As the regional security balance shifted in the east, Mr. Muto said, Russia had become more interested in its neighbors. In the same June 14, 2007, cable, the embassy wrote “according to Muto, Russia began to re-evaluate Japanese bilateral ties ‘early last year’ when a new Moscow assessment raised Kremlin concerns about the growth of China.” This involved starting to view its relationship with Japan in a “security context, rather than as simply an economic one.”
These assessments, Mr. Muto surmised, is what led to a spell of unusually friendly meetings with Kremlin dignitaries in the first half of 2007. Russia’s new view seemed, at least temporarily, to include the prickly territorial row over the quartet of islands northeast of Japan’s Hokkaido island known as Kuril in Russia and the Northern Territories in Japan. The islets were occupied by Soviet troops at the end of World War II but are still claimed by Japan.
“Tokyo officials were pleasantly surprised that Putin failed to say anything negative about bilateral relations with Japan,” said the cable, describing the meeting between former Russian President Vladimir Putin and Mr. Abe on the sidelines of the Group of Eight Summit on June 7, 2007. During the discussion, “Muto asserted that Putin promised to instruct his deputies to ‘accelerate’ the negotiations” regarding the territory.
Meanwhile, Japan asserted that it couldn’t welcome Moscow into the East Asia community on its own, conveying that a bigger U.S. role could help, albeit with caution: “The main point was that the U.S. and Japan should avoid the perception that the two countries were ‘ganging up’ on Russia, but were instead offering to cooperate.”
But Japan and Russian relations have since chilled.

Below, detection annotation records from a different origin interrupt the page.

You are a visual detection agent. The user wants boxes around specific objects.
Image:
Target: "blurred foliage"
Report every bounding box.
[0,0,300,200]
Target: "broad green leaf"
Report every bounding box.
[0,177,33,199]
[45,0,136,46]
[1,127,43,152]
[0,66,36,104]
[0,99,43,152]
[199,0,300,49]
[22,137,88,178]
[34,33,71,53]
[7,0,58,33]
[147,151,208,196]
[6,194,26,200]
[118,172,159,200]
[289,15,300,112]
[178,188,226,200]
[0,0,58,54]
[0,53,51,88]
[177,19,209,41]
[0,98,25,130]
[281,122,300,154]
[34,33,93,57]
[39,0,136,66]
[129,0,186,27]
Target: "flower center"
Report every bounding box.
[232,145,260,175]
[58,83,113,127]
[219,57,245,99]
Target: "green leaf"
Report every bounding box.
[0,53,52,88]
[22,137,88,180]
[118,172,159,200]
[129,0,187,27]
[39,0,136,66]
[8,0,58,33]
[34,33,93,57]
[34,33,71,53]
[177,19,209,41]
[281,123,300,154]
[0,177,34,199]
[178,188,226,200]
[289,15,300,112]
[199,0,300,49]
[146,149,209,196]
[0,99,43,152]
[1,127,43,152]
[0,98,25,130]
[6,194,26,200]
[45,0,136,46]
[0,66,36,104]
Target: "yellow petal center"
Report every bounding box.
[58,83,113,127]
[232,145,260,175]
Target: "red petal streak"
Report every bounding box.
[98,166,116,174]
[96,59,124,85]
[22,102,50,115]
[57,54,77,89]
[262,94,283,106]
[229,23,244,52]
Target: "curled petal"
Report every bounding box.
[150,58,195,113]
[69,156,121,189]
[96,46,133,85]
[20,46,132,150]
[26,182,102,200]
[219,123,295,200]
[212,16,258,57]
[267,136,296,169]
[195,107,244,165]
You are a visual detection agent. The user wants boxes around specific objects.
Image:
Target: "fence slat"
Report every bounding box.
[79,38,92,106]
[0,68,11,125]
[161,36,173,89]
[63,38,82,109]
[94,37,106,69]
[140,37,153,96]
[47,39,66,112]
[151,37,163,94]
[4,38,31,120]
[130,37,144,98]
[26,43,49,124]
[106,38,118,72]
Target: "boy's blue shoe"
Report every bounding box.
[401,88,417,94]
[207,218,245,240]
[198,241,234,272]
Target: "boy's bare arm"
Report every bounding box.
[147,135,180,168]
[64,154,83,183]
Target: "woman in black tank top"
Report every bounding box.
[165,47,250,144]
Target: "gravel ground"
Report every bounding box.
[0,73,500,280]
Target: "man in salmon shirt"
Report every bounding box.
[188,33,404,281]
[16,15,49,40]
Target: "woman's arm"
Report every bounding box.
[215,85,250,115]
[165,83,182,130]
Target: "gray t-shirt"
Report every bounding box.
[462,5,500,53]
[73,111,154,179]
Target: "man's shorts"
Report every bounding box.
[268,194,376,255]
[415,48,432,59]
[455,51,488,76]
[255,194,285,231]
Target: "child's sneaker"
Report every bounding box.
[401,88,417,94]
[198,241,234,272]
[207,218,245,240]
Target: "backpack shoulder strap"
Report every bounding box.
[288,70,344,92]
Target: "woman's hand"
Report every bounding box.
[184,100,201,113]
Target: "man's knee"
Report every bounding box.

President Dmitry Medvedev became the first leader from Russia or the Soviet Union to step foot on the disputed islands last November, sparking the territorial row anew and steadily intensifying over the ensuing months. But it appears tensions have subsided for now following the March 11 disasters.
While he is still employed at the foreign ministry, Mr. Muto currently serves as the director of the policy coordination division.